Misalnya, maraknya penggunaan sarana teknologi informasi untuk menyebarkan informasi yang menimmbulkan rasa kebencian dan permusuhan di media sosial.
Di sisi lain, kebebasan dalam berekspresi merupakan hak mutlak setiap masyarakat Indonesia yang di cantumkan dalam UUD 1945. Negara hukum yang mengutamakan adanya perlindungan HAM bagi warga negara merupakan sarana awal berkembangnya paham demokrasi.
Hal ini disebabkan dijaminnya hak politik membuka kesempatan bagi setiap individu untuk turut serta menyelenggarakan pemerintahan baik secara langsung maupun tidak langsung.
Indonesia mendeklarasikan ajaran negara hukum secara tegas dalam Undang-Undang Dasar Negara Republik Indonesia Tahun 1945 (selanjutnya disingkat UUDNRI 1945), sehingga sebagai sebuah negara hukum terdapat 3 (tiga) persyaratan mutlak yang dipenuhi yaitu pemerintahan yang berdasarkan aturan hukum, adanya pemisahan pada masing-masing bidang kekuasaan negara, serta menjamin perlindungan HAM bagi segenap warga negara.
Sementara teori demokrasi merupakan suatu konsekuensi yang timbul dalam negara berkedaulatan rakyat, dan berkaitan dengan pemenuhan HAM warga negara dalam suatu negara hukum.
Demokrasi mensyaratkan adanya partisipasi rakyat, sesuai dengan istilah demokrasi yang berarti pemerintahan oleh rakyat.
Menurut Munir Fuady mewujudkan demokrasi dengan partisipasi rakyat bagi suatu negara dengan jumlah wilayah dan penduduk yang besar bukan hal mudah, mengingat beragamnya masalah pada masyarakat.
Oleh karena itu partisipasi rakyat dalam pelaksanaan demokrasi sesungguhnya bertolak belakang dengan stabilitas politik suatu negara, dimana stabilitas politik amat erat kaitannya dengan negara yang totaliter.
Dengan demikian pelaksanaan demokrasi dalam suatu negara terkait dengan adanya partisipasi rakyat perlu dibarengi dengan adanya kesadaran rakyat mengenai pentingnya stabilitas politik guna mempertahakankan keutuhan negara.
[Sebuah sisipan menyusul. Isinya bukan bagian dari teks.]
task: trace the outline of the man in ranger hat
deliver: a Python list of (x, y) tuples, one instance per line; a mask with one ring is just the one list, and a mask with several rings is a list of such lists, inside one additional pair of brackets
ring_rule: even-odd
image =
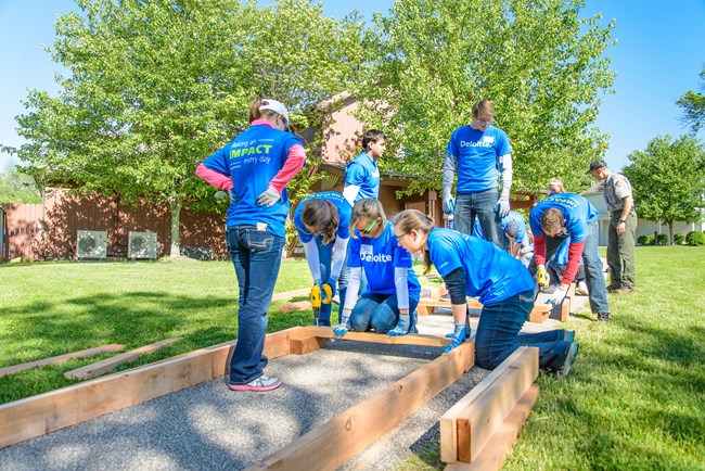
[(590, 164), (588, 174), (604, 182), (604, 202), (610, 212), (607, 229), (607, 265), (611, 293), (634, 291), (634, 242), (637, 240), (637, 213), (631, 183), (621, 174), (611, 171), (605, 161)]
Negara demokrasi yang berkedaulatan rakyat juga merupakan hal yang adanya kesempatan bagi rakyat untuk turut berpartisipasi secara langsung maupun hanya mengawasi jalannya pemerintahan.
Pemberian kesempatan bagi rakyat untuk berpartisipasi dalam pemerintahan dipenuhi dengan pemberian hak atas kebebasan berpendapat di Indonesia, terutama pasca amandemen UUDNRI 1945. Kebebasan berpendapat mewujudkan lahirnya berbagai infrastruktur dalam negara yang berperan mengawasi pemerintahan negara, seperti partai politik, organisasi masyarakat, lembaga swadaya masyarakat, dan sebagainya.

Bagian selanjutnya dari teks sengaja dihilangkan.